Segundo o estudo, o crescimento desse crime foi de 16,9% comparado ao ano anterior. O aumento representa uma taxa de 55,6 registros a cada 100 mil mulheres.
A violência psicológica é caracterizada por comportamentos que causam dano emocional, diminuem a autoestima da vítima ou buscam controlar suas ações. O crime foi incorporado ao Código Penal em 2021, por meio da Lei nº 14.188. A pena é de seis meses a dois anos de reclusão para o agressor.
O levantamento também mostra que o avanço deste tipo de crime acompanha a crescente de outros indicadores relacionados à violência doméstica e de gênero.

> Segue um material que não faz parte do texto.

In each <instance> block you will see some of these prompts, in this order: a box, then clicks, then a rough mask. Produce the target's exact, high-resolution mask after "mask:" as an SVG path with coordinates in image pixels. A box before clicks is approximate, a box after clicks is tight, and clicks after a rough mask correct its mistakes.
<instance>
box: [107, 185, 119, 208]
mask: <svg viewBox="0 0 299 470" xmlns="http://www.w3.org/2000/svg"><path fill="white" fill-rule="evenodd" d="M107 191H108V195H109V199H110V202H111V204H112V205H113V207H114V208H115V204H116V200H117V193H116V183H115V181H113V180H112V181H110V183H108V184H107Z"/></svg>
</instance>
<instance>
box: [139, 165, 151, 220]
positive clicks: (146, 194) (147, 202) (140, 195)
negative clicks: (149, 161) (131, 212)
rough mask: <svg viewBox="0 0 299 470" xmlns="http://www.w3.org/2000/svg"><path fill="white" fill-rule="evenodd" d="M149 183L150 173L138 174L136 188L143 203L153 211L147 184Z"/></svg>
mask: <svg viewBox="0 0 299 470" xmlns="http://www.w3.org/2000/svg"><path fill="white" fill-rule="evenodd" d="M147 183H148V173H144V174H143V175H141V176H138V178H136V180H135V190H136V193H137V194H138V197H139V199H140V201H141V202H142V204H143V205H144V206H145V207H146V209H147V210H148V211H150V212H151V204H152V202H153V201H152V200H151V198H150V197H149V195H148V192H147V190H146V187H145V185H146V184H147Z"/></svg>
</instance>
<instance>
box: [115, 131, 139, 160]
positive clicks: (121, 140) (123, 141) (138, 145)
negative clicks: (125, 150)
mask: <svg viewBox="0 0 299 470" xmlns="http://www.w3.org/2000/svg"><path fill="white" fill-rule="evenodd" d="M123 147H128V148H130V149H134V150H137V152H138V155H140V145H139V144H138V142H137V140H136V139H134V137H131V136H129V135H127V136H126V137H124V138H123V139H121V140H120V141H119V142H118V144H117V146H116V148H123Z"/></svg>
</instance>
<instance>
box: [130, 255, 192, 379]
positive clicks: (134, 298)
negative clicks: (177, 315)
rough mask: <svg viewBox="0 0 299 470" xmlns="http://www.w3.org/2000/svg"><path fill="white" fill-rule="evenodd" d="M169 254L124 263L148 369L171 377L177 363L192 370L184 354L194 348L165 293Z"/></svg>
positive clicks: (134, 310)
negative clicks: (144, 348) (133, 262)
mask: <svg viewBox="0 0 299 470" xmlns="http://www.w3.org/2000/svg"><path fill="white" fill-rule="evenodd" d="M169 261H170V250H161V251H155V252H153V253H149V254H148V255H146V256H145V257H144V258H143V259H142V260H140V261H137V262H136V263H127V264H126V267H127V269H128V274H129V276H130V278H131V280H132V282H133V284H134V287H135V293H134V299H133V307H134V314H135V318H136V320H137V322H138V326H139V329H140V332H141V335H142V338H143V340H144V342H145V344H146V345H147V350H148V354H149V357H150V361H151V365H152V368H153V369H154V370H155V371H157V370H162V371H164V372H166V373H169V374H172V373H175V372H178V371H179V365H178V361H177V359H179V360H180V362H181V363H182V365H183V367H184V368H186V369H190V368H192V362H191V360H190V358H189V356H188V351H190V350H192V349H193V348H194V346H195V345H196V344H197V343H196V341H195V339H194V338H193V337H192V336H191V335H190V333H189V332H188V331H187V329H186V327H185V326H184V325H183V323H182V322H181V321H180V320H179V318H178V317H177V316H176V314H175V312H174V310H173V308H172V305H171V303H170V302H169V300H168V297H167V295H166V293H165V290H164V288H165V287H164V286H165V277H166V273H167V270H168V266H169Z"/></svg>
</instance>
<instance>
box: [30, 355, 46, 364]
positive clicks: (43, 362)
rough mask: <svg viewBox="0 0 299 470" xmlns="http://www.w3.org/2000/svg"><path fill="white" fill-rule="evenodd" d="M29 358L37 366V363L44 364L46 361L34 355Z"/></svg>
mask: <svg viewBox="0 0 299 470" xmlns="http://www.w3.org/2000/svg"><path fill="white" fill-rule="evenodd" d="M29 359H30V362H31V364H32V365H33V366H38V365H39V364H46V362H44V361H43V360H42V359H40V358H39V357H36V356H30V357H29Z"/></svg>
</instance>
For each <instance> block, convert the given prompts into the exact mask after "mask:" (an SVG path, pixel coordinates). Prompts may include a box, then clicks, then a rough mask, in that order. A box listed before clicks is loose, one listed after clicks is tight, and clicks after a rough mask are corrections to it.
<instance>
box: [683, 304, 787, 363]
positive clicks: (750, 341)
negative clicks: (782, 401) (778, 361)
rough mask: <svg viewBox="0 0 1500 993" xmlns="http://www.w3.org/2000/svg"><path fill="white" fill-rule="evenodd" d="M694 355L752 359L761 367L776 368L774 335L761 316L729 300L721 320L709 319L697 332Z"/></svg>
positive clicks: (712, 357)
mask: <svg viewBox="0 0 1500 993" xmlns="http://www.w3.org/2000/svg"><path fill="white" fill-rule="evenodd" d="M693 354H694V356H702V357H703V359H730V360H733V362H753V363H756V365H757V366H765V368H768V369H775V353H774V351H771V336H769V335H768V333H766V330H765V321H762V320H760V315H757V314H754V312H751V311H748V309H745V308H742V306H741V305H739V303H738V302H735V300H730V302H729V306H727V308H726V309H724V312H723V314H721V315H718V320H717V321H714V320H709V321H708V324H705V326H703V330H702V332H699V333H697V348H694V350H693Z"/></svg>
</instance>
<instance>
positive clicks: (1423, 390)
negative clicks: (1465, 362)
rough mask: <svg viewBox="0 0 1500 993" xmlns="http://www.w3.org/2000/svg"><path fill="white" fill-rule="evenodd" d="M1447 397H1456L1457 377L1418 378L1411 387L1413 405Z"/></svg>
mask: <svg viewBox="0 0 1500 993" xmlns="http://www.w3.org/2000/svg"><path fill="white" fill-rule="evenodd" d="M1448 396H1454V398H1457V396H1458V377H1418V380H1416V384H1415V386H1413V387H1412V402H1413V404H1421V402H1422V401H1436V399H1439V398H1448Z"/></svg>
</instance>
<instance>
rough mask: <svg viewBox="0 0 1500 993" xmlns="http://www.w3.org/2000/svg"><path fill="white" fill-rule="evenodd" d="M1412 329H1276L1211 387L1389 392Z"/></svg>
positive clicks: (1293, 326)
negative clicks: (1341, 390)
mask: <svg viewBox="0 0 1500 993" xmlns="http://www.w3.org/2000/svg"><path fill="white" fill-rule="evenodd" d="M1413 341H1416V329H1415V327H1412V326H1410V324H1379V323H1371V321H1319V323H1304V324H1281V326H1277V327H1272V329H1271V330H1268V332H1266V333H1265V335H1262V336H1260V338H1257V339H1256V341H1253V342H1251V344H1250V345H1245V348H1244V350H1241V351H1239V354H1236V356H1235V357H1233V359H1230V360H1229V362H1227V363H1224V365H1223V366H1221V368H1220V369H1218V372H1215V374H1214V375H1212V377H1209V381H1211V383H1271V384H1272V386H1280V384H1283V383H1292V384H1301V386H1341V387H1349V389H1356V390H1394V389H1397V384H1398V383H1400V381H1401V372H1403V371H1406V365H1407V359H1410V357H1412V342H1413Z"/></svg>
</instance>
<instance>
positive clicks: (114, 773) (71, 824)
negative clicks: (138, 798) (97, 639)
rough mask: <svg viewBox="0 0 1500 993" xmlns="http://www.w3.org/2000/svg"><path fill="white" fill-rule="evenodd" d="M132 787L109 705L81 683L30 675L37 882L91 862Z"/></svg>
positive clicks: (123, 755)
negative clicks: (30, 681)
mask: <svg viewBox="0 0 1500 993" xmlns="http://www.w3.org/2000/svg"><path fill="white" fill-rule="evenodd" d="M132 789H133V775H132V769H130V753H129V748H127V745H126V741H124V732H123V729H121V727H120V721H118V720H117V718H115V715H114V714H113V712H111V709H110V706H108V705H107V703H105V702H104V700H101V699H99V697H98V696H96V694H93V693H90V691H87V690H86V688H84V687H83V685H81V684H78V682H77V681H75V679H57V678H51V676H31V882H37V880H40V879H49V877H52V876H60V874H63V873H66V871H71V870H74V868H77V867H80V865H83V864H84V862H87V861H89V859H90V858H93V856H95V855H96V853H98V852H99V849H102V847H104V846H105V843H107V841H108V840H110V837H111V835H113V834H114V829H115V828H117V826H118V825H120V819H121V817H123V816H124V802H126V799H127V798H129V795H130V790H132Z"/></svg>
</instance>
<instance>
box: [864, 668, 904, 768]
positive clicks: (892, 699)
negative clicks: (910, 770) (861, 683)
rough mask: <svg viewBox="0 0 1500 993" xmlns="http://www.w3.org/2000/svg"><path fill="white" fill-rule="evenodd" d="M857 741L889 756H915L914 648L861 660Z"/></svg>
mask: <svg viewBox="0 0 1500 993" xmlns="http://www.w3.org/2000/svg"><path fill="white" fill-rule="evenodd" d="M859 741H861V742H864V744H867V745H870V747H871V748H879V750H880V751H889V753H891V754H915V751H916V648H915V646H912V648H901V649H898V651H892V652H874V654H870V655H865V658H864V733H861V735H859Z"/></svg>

Em 2025, o país registrou 132.025 casos de descumprimento de medidas protetivas de urgência, crescimento de 16,7% na comparação com 2024.
Também houve alta de 0,5% nas ocorrências de ameaça, que somaram 788.531 registros.
Entre os crimes que antecedem o feminicídio, a violência psicológica costuma ser uma das que mais crescem, perdendo apenas para o crime de perseguição (stalking) que somou 123.871 casos, com uma alta de 30,1% nos registros.
Veja os índices:
Análise por regiões
Quando olhado por regiões, Roraima é o estado que mais chama a atenção, com uma taxa de 1.173,5 por 100 mil mulheres – mais de vinte vezes a média nacional.
Já o Mato Grosso teve a segunda pior taxa do país (192,3) e um crescimento de 70,3% dos registros.
Esse contexto tende a ser preocupante visto que, para cada feminicídio consumado, o país teve 38,7 casos de violência psicológica. Ao todo, foram 1.571 vítimas assassinadas em 2025.
Veja o índice:
Perfil das vítimas
Segundo o levantamento, 65,1% das mulheres assassinadas por razões de gênero em 2025 eram negras. Mais da metade das vítimas (56,5%) tinha entre 25 e 44 anos, faixa etária de maior incidência dos casos.
Além disso, 62,5% dos feminicídios ocorreram dentro da residência, evidenciando que o lar segue sendo o principal cenário da violência letal contra as mulheres.